15/1/2022 4-minute read

Creating sprite sheets has never been easier: toss a folder at my new program and watch magic happen! This article details both why and how I engineered new software to address a common concern among game developers. This project was a month-long commitment.



When developing games from scratch, I believe a neatly-organized folder of animated GIF’s/WEBP’s to be the best way to manage sprites. Anything more than that and you add needless complexity. I wanted a program that would convert such a folder (and its subfolders) into an optimized collection of sprite sheets. All existing software was lacking in this department, so I decided to roll my own solution.


Maintaining multiple user interfaces

First and foremost, I wanted to ensure all features would be available through a simple command line interface. Writing software this way makes it easier to integrate into existing development pipelines.

I also wanted to provide a graphical user interface (GUI) for those who prefer a visual, point-and-click experience.

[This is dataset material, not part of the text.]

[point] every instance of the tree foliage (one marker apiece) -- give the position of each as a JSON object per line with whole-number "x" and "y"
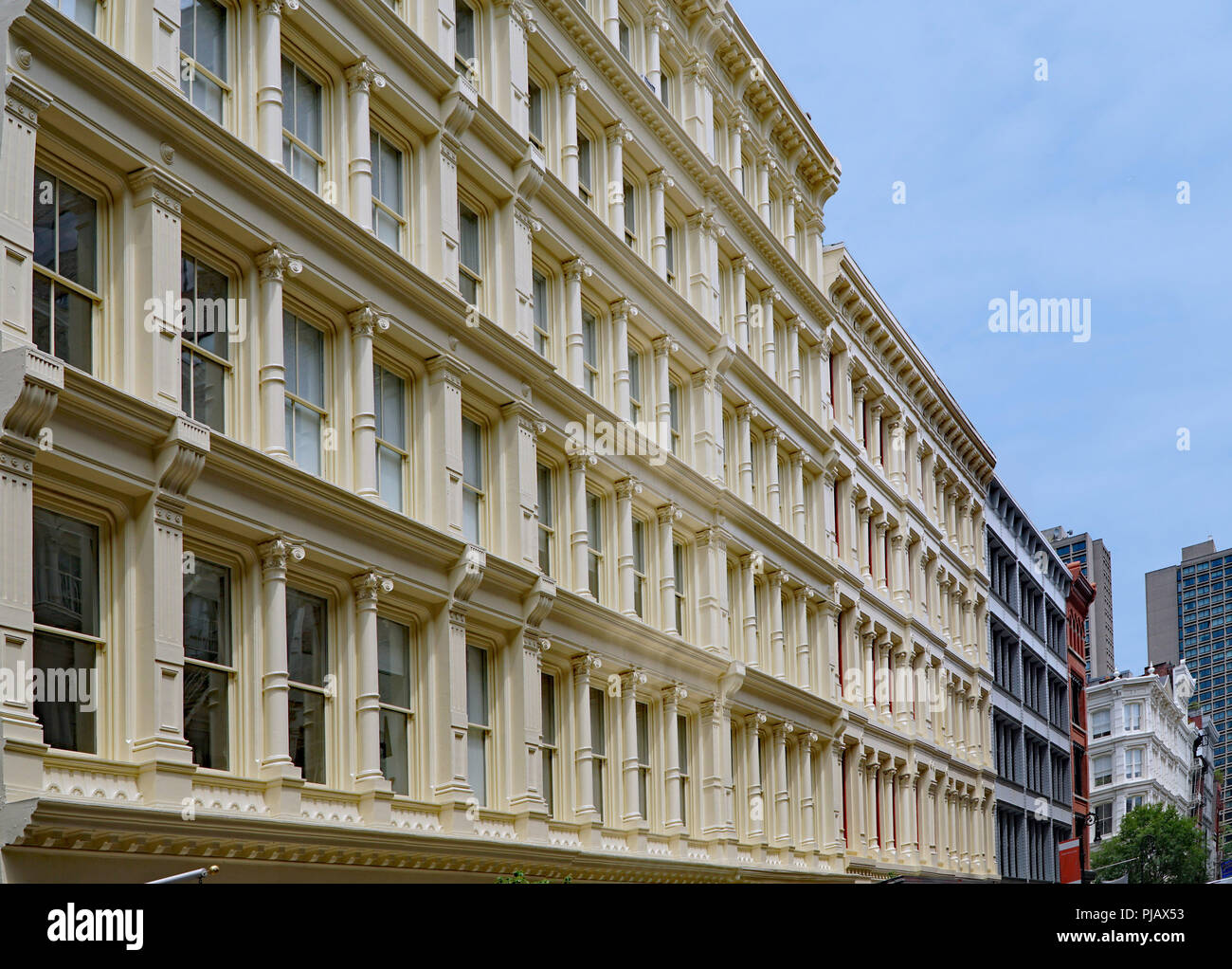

Dividing code into modules simplifies this challenge. It also reduces redundancy and improves readability:


Did I mention QtCreator has a really nice WYSIWYG editor for creating GUI’s? I used it to design the main window, pictured below:


Reusing code where it counts

When developing a new piece of software, you should constantly reassess your goals and look for opportunities to lighten your workload: not by cutting corners, but by leveraging existing libraries where possible. I saved a lot of time by reusing boilerplate code from Google’s libwebp for processing WEBP’s and GIF’s.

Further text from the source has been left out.